I get asked this question all the time.

“Should I use outboard EQ or compression while recording?”

My answer?

It depends.

If you’ve watched my Understanding EQ videos then you should have a solid grasp on how to use EQ plugin to make the most out of your tracks.

And if you’re confident with an EQ plugin, you should be just as confident with an outboard EQ (like the 3-band EQ on my Presonus Eureka channel strip).

A few things to keep in mind with outboard EQ:

1. It’s permanent.

You can’t go back and “un-EQ” a poorly EQ’d track once it’s recorded.

2. Keep it subtle.

At least at first. Rather than doing huge EQ cuts and boosts. Start small. You can always add more EQ to the track later, inside the comfort and safety of your DAW.
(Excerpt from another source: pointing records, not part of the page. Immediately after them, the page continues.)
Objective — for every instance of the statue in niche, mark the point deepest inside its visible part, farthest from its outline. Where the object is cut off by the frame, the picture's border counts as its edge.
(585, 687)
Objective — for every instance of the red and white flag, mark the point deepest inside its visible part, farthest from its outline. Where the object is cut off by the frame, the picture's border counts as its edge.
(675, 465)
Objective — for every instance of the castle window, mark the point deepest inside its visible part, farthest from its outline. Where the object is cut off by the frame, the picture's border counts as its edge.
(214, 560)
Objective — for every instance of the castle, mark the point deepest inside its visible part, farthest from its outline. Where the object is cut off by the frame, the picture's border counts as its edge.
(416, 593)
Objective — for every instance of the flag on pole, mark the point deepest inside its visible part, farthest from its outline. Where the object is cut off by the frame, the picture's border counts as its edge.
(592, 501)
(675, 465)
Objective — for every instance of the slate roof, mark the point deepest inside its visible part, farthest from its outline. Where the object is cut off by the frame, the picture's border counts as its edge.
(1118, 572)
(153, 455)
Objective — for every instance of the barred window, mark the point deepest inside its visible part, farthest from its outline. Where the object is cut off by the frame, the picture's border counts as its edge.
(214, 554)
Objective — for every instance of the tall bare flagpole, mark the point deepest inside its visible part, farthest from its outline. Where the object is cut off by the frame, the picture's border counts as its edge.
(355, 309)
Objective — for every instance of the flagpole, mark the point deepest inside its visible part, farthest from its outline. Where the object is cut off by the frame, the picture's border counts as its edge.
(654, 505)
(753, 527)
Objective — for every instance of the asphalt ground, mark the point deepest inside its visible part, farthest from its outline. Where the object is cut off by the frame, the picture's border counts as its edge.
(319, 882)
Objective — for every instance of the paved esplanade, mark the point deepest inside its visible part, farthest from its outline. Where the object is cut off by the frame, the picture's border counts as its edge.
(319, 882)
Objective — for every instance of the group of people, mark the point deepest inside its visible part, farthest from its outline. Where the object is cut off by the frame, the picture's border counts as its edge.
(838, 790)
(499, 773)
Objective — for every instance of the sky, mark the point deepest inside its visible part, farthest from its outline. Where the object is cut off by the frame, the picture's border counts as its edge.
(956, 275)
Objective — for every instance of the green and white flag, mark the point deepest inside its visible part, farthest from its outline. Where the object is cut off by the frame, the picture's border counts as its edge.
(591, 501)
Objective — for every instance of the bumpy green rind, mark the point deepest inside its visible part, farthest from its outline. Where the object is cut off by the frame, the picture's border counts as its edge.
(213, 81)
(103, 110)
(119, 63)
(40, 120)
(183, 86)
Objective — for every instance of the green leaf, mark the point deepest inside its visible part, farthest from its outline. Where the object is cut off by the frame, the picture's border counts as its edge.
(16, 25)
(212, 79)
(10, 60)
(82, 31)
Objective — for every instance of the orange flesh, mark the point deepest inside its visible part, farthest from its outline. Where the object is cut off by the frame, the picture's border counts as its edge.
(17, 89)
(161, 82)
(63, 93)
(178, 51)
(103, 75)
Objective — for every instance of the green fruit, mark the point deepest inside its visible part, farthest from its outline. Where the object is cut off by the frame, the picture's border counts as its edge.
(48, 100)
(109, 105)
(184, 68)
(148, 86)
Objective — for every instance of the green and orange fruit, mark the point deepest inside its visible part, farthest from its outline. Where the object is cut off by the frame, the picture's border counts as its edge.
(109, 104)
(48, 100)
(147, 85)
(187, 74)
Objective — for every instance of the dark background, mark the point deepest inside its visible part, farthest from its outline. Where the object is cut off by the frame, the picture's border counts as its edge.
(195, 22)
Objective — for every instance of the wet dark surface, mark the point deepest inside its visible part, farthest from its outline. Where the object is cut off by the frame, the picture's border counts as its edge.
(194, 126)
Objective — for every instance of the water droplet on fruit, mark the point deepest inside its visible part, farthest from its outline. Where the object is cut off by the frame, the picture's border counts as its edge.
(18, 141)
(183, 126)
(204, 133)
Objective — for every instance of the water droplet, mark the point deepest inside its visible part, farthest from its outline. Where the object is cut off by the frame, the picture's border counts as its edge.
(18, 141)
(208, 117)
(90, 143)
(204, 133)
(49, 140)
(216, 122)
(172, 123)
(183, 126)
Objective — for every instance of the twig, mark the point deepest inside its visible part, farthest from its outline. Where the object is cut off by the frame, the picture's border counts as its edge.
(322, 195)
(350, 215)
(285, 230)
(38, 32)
3. Adjust the source FIRST.

If you’re using a microphone and aren’t happy with the tone, move the mic before you move an EQ knob. If you’re recording bass direct, have the bassist change his tone first (if possible) before reaching for the EQ.

4. Have a good WHY.

If you can’t tell me WHY you’re using that EQ, then it’s probably best you don’t use it.

As you can probably tell, as cool as outboard EQ can be, it can be a thorn in your side if you don’t know how to use it right, causing many more problems than it fixes.

However, if you know how to EQ the right way, outboard EQ is just another way to show off your skillz. Dialing in the right frequencies will become second nature to you.